The highest NO2- concentration of 11.66 µg/L was recorded at S1 in 2023, contrasting with the lowest value of 0.37 µg/L at S12 in 2022 (Figure 2A; Supplementary Table S2). Station S1 is situated in the nearshore area with a drastic human influence pressure such as summertime fishing, tourism, local inland nutrient enrichment, etc. The yearly concentration pattern of NO2- exhibited erratic fluctuations (Figure 2A) with no clear directional trend but maintained a relatively stable trend, with minor fluctuations due to the increasing input sources such as industrial development, coastal farming, water transportation, etc. This kind of variability might have stemmed from factors such as microbial integrity, which could rapidly alter NO2- concentrations in response to changing environmental conditions (Peng, 2015). Additionally, anthropogenic sources like industrial discharges and sewage effluents might have contributed to the observed variability in NO2- levels (Wang et al., 2012). Similarly, station-specific extremes were observed, such as the highest NO3- concentration of 178.30 μg/L at S7 in 2021 due to the pressure of extensive sewage discharge from the Zhifu island sewage treatment plant and the lowest of 2.04 μg/L at S4 in 2022 (Figure 2B; Supplementary Table S2). The NO3- concentrations were not maintained regularity but had stable characteristics that showed a notable decreasing trend from 2021 to 2023 (Figure 2B). The stations with the highest concentration e.g., S7, were possibly influenced by factors such as effluent discharge from the nearest locality, biological uptake, and chemical inputs from the agricultural land that variations in the concentration of NO3- levels had been observed by the previous study of Li et al. (2024), suggesting a complex interplay of anthropogenic factors driving these changes in this kind of semi-enclosed bay.

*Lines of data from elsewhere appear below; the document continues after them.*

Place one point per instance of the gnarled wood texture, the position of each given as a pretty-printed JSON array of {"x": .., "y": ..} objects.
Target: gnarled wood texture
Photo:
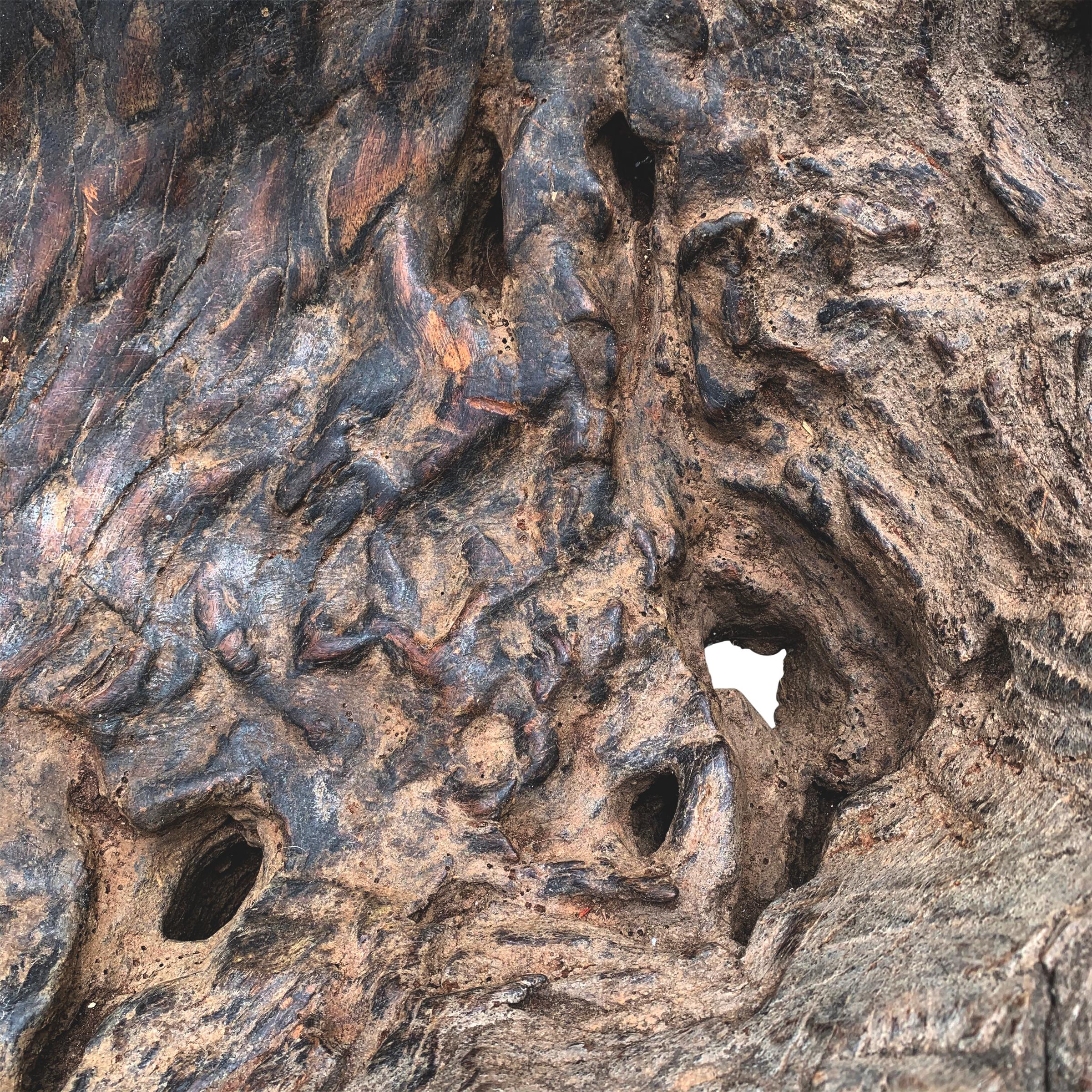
[{"x": 398, "y": 397}]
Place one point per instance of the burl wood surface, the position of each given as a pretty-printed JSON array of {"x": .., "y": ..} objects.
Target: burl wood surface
[{"x": 397, "y": 399}]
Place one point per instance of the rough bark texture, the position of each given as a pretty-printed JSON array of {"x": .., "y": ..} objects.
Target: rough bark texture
[{"x": 397, "y": 399}]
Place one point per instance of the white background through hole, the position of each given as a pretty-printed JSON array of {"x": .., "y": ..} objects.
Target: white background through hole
[{"x": 756, "y": 677}]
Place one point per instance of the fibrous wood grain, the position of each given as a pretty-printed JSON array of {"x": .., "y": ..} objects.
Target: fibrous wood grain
[{"x": 398, "y": 397}]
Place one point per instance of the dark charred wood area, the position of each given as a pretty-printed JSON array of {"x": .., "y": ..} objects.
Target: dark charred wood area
[{"x": 397, "y": 399}]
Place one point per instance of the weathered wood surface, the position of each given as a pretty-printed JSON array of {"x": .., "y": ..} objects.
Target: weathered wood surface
[{"x": 398, "y": 397}]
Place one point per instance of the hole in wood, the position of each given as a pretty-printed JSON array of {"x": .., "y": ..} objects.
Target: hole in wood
[
  {"x": 820, "y": 809},
  {"x": 476, "y": 259},
  {"x": 756, "y": 676},
  {"x": 213, "y": 886},
  {"x": 652, "y": 812},
  {"x": 635, "y": 167}
]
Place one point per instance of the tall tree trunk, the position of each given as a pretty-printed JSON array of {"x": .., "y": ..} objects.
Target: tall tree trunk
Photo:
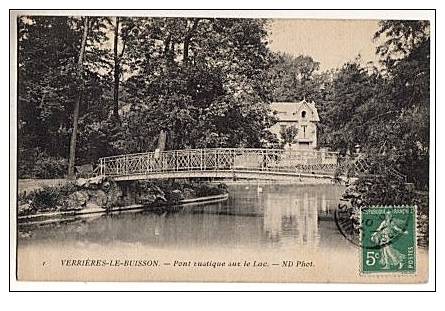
[
  {"x": 72, "y": 159},
  {"x": 116, "y": 71},
  {"x": 187, "y": 40}
]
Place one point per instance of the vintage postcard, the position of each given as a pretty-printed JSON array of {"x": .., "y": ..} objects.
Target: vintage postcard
[{"x": 221, "y": 147}]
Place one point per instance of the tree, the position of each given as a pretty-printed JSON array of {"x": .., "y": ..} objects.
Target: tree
[
  {"x": 202, "y": 81},
  {"x": 288, "y": 134},
  {"x": 294, "y": 78},
  {"x": 72, "y": 157}
]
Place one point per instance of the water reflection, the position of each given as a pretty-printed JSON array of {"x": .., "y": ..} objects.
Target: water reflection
[{"x": 277, "y": 216}]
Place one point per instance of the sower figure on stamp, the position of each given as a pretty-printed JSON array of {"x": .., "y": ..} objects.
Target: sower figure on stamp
[{"x": 387, "y": 230}]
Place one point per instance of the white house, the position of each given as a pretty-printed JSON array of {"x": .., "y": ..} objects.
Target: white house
[{"x": 304, "y": 116}]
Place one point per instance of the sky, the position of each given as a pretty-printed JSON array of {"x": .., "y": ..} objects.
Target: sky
[{"x": 330, "y": 42}]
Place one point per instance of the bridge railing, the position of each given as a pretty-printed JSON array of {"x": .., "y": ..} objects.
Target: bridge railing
[{"x": 220, "y": 159}]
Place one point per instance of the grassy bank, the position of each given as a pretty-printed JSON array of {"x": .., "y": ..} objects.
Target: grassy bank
[{"x": 101, "y": 193}]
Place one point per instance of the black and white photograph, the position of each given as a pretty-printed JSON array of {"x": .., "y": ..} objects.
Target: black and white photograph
[{"x": 209, "y": 147}]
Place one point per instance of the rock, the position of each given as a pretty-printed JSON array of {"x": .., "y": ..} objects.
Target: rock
[
  {"x": 188, "y": 193},
  {"x": 81, "y": 182},
  {"x": 24, "y": 209},
  {"x": 106, "y": 185},
  {"x": 96, "y": 180},
  {"x": 147, "y": 199},
  {"x": 76, "y": 200},
  {"x": 114, "y": 194},
  {"x": 97, "y": 197},
  {"x": 176, "y": 195},
  {"x": 92, "y": 206}
]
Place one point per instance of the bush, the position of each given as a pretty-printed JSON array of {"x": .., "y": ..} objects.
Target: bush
[
  {"x": 48, "y": 197},
  {"x": 32, "y": 163}
]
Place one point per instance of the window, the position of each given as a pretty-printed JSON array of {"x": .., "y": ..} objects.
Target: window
[{"x": 304, "y": 130}]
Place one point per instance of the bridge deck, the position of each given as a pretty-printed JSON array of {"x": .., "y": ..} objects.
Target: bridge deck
[{"x": 273, "y": 164}]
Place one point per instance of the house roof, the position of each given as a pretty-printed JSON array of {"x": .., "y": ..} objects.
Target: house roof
[{"x": 290, "y": 111}]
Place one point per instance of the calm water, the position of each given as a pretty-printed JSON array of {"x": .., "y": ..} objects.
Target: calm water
[{"x": 280, "y": 216}]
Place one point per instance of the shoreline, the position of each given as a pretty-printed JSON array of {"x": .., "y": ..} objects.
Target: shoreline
[{"x": 49, "y": 216}]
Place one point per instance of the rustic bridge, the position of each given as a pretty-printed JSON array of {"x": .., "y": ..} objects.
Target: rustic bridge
[{"x": 268, "y": 164}]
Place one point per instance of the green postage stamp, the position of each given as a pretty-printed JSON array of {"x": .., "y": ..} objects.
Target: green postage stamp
[{"x": 388, "y": 239}]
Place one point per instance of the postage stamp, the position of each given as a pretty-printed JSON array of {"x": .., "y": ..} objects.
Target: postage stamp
[{"x": 389, "y": 233}]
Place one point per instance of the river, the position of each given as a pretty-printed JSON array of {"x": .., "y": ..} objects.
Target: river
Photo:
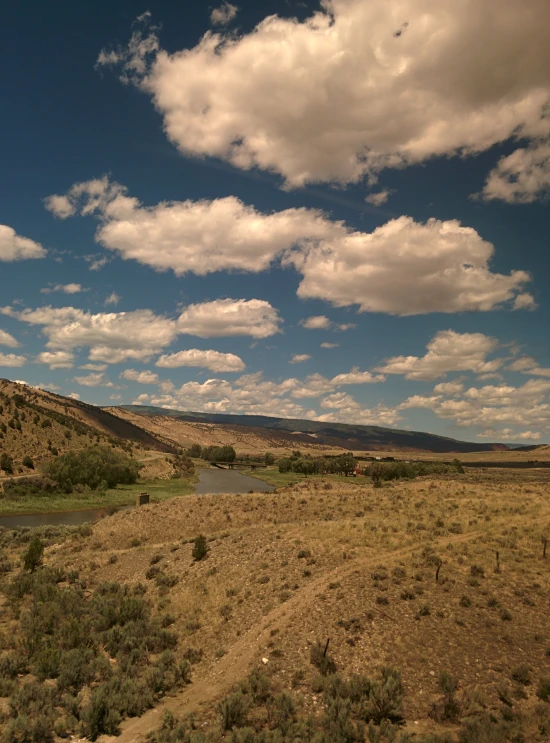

Furthermore, the highest NH4+ concentration of 70.01 µg/L arose at S8 in 2023, while the lowest was 1.69 µg/L at S8 in 2022 (Figure 2C; Supplementary Table S2), indicating nitrogen enrichment in the YSB that the findings agreed with the previous study of Li et al. (2024). Stations S8 with elevated NH4+ concentration than the other stations, were likely impacted by the extensive mariculture activities including the discharge of chemicals, food residue, wastewater from the fishermen, etc. The highest and lowest concentrations of NH4+ indicated in the same station could be possible due to the extension of mariculture farming or sudden changes in the nutrient input sources. As per the temporal variation, the concentration of NH4+ showed a consistent rise from 2021 to 2022, followed by a decline in 2023 (Figure 2C). This trend likely reflected shifts in nutrient cycling, such as microbial decomposition and organic matter breakdown, affecting NH4+ levels in marine ecosystems (Li et al., 2024). Additionally, human actions like wastewater release and agricultural practices could have contributed to NH4+ inputs, affecting its temporal changes (Wang et al., 2012; Li et al., 2024).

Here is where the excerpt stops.